In reviewing the top 10 films of 2002, David Parkinson of The Oxford Times wrote that with the Vichy France era still considered a taboo topic in that country, it was not surprising that Laissez-passer "would inflame passions". He further noted that by Tavernier including names of films and film-makers that would have little historical significance to scholars, the film was a missed opportunity that "only fleetingly captures the atmosphere of suspicion and repression that existed on the studio floor or the impact the resulting pictures made on the populace".

==Awards==
Jacques Gamblin won the Silver Bear for Best Actor and Antoine Duhamel won Best Original Score at the Berlin International Film Festival both in 2001 and 2002. Emile Ghigo was nominated for Best Production Design and Antoine Duhamel was nominated for Best Original Score at the French Academy of Cinema.

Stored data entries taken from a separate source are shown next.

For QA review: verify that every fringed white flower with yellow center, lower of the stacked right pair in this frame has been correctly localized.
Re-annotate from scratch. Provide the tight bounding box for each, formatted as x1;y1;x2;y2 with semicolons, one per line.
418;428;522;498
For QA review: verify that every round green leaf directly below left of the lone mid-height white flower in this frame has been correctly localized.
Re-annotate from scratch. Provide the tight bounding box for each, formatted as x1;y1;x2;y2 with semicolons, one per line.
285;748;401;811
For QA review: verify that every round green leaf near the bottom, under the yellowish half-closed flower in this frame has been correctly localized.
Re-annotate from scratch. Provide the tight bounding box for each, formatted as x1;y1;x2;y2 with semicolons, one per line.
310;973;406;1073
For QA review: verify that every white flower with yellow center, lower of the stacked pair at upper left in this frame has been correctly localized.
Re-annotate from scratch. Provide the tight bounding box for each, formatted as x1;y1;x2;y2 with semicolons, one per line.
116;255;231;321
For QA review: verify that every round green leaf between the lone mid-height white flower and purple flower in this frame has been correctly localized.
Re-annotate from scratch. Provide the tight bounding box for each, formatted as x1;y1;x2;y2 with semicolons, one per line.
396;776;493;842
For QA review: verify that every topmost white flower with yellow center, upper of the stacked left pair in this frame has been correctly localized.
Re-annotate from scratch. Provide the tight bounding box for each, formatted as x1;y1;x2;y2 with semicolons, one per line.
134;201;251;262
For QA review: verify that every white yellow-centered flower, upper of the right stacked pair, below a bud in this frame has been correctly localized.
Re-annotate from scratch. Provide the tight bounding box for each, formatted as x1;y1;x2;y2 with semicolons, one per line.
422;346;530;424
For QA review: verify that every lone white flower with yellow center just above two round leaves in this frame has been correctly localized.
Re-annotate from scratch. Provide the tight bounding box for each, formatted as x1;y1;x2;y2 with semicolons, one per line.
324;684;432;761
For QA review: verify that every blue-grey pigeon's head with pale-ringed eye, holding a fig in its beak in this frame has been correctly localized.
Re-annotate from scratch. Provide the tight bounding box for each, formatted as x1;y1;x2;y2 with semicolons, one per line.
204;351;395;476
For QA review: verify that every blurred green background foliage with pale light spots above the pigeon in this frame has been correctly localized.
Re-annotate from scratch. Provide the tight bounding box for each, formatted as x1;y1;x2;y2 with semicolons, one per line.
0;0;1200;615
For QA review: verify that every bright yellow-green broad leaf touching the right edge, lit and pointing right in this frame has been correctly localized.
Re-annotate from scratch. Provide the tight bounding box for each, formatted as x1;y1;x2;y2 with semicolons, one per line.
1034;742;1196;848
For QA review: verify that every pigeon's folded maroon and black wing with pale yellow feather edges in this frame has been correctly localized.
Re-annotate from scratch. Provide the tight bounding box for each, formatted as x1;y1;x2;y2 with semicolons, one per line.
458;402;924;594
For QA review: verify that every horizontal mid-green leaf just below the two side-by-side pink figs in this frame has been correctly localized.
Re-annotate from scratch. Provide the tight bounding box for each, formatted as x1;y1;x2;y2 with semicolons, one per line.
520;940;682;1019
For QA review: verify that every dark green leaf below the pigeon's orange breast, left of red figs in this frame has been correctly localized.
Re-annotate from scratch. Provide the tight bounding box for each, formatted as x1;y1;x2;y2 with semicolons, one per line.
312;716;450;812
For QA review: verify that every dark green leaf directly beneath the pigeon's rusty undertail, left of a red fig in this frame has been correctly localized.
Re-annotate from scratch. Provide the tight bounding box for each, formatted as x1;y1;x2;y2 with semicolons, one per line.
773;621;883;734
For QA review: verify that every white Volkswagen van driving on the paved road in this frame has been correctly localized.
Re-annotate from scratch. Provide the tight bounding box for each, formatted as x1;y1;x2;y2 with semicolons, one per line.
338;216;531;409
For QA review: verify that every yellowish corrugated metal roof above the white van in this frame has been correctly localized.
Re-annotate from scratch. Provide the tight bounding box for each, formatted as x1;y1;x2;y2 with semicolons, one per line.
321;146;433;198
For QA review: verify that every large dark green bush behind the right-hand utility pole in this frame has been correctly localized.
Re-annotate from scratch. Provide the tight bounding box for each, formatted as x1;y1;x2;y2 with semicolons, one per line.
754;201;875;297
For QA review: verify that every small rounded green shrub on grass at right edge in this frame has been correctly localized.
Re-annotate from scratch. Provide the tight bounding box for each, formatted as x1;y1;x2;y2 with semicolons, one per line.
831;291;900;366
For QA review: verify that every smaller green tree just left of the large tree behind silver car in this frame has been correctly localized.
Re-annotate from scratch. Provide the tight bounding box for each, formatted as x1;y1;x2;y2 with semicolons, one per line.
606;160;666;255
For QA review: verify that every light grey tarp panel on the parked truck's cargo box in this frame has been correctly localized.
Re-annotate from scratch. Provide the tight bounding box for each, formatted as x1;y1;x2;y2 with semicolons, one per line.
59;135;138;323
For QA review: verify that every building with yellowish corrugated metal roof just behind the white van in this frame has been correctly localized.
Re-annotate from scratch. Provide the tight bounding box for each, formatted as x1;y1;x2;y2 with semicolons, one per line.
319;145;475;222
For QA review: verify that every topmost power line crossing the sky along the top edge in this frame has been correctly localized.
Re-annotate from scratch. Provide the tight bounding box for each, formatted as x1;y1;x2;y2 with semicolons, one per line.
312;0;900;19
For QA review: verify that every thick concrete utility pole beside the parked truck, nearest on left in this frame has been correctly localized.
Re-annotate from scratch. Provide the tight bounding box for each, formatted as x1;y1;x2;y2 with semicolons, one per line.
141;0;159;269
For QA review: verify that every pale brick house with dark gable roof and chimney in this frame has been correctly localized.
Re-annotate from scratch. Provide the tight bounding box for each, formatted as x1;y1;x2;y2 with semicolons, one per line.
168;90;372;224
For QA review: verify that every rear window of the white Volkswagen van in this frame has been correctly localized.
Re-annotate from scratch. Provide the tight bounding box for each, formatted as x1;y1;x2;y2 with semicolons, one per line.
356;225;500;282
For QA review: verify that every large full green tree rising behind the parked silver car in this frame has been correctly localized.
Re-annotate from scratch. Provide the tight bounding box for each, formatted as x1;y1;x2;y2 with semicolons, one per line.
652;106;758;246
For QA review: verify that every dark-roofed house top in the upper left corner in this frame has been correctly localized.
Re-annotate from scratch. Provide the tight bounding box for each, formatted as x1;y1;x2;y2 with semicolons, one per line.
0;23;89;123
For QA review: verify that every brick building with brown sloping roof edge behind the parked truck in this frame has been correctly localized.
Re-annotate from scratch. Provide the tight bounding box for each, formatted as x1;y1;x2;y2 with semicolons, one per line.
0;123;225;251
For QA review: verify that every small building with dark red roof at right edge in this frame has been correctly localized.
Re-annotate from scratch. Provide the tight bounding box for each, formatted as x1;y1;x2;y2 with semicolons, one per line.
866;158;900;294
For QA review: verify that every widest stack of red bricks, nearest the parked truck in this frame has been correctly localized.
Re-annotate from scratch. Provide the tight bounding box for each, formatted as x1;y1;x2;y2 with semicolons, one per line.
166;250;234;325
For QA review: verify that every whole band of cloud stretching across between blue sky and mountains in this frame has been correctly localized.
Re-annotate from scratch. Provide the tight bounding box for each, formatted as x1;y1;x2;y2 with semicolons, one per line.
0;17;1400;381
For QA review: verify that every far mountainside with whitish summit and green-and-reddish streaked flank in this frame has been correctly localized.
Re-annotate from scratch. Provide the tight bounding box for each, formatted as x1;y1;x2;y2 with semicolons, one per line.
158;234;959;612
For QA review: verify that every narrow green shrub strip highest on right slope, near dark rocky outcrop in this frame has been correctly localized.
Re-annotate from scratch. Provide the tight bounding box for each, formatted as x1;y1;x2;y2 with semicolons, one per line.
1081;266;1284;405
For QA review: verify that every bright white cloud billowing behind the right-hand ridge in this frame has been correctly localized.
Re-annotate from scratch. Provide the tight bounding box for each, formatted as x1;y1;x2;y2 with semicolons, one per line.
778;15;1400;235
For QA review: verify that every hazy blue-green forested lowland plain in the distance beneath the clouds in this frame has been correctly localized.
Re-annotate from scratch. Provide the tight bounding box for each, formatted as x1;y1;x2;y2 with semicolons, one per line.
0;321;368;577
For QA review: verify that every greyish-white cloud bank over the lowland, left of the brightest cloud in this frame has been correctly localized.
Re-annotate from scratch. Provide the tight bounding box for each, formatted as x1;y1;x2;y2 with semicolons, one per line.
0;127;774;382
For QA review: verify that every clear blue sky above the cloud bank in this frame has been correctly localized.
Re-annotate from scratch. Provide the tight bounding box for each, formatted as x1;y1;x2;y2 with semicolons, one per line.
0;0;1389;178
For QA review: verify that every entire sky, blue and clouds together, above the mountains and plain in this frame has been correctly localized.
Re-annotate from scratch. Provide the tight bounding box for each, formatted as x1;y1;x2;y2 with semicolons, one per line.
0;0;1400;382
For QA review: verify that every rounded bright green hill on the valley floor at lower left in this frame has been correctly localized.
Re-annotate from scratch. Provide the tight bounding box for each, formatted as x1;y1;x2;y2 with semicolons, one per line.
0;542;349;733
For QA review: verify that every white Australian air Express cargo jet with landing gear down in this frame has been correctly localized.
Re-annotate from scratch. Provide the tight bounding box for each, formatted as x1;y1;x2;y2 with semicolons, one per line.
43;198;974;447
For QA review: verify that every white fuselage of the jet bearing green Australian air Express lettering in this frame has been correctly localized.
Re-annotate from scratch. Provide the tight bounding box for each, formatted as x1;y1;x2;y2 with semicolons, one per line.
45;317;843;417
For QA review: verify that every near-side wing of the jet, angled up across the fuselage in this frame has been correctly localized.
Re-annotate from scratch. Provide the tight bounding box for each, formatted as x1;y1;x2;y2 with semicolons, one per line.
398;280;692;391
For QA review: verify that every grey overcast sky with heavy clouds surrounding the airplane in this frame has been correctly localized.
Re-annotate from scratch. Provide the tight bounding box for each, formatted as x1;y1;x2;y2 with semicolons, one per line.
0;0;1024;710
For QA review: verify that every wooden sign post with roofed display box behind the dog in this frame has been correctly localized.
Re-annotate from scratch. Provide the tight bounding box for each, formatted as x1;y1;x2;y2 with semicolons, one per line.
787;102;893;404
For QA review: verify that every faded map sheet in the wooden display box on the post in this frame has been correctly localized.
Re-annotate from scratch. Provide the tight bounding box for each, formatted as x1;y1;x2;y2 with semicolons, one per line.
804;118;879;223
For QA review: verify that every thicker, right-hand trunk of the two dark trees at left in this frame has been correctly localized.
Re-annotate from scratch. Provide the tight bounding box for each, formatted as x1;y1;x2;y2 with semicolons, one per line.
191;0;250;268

Bertrand Tavernier won Best Director, Best Film, and Best Screenplay at the Ft. Lauderdale International Film Festival.

==Film festivals==
- New York Film Festival
- City of Lights, City of Angels Festival
- Berlin Film Festival
- Ft. Lauderdale International Film Festival
- LA French Film Festival

==DVD release==
The R1 DVD has a 2.35:1 picture and Dolby Digital 2.0 soundtrack in French and English. The special features include a theatrical trailer & a text only interview with the director. The PAL R2 UK dvd includes a 48 min. director's interview. The two disc PAL R2 French release features a director's commentary, a making of doc, and 8 deleted scenes. Note that the French release is not English subtitled.